Pero con sus suelos de madera bruñida, sus altos ventanales que daban a las montañas y su pared de espejos para reflejar la vista panorámica, aquel «establo» no se usaba para albergar animales. Provisto de calefacción y aire acondicionado, con una cocina completa unida a la habitación principal, del tamaño de un salón de baile, no era un establo corriente. Hasta las vigas rústicas del techo tenían un aire elegante. Los anteriores propietarios usaban aquel lugar como estudio de danza y gimnasio.

Crash abrió las puertas.

—Ha dicho que Jake y ella van a quedarse en un hotel de la estación de esquí y que seguramente no volverán hasta mañana por la tarde, casi de noche.

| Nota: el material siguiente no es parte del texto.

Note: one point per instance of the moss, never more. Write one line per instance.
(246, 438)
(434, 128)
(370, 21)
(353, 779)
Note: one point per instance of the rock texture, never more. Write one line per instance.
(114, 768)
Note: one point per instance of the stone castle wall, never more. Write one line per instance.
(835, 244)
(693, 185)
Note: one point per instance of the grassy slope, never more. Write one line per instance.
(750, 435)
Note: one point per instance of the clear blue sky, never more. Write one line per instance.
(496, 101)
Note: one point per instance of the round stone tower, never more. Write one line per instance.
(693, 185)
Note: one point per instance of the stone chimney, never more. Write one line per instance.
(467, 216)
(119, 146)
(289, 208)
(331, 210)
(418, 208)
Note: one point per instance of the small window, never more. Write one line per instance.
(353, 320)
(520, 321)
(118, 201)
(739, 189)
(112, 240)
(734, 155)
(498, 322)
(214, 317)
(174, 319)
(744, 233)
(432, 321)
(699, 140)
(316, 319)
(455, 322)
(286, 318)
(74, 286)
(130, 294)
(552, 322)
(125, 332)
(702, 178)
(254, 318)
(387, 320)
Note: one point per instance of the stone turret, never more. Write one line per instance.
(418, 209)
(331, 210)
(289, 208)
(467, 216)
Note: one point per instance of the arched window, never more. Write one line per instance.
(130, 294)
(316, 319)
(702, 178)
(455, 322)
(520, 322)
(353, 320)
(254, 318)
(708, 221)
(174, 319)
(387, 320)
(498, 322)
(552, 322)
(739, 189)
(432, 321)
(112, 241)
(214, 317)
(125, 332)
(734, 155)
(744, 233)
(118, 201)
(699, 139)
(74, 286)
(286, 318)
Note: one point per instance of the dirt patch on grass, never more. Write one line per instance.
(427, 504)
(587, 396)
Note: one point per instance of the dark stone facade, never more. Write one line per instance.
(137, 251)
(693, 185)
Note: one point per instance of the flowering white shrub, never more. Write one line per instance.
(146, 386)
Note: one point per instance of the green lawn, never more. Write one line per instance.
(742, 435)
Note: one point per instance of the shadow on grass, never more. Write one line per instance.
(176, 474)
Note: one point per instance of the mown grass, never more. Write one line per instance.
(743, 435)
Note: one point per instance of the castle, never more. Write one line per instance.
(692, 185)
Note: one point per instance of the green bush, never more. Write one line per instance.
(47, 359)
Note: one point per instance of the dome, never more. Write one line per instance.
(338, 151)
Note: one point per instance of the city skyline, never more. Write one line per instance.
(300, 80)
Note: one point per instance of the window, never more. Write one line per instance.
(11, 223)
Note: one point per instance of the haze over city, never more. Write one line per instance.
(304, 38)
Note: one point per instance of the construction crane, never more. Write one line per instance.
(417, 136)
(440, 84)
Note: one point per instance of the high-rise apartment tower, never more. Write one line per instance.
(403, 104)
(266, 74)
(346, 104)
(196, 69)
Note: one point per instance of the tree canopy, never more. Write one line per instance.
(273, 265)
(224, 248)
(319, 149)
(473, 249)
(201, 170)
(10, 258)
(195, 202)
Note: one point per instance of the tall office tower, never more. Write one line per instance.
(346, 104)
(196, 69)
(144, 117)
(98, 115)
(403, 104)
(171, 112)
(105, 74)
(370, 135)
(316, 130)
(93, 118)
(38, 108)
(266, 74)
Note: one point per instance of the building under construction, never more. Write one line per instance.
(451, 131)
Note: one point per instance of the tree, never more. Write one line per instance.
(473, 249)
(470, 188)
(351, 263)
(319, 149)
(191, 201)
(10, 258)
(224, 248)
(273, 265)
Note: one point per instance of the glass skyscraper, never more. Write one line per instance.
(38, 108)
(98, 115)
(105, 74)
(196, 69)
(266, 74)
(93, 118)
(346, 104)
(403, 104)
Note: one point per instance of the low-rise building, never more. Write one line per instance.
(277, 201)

Crash y ella estarían solos en casa esa noche. Nell se alejó, temiendo que él adivinara lo que estaba pensando. Aunque poco importaba. Seguramente ya lo sabía. Tenía que ser consciente de lo que quería. Ella no había sido muy sutil al respecto durante las semanas anteriores. Pero él no quería lo mismo.

Amigos, se recordó. Crash quería que fueran amigos. Ser amigos era lo menos arriesgado, y a él ninguna emoción podía afectarlo (Dios no lo quisiera).

Crash se apartó y tiró suavemente de Nell mientras tres operarios metían uno de los abetos en el edificio.

Nell se desasió, pero no porque no quisiera que la tocara. Al contrario. Le gustaba demasiado sentir su mano sobre el brazo. Pero temía que, si se quedaba allí, a su lado, no tardaría en recostarse en él.

Y no era eso lo que hacían los amigos.

Los amigos guardaban las distancias.

Y no hacía falta ponerse en evidencia delante de Hawken dos días seguidos.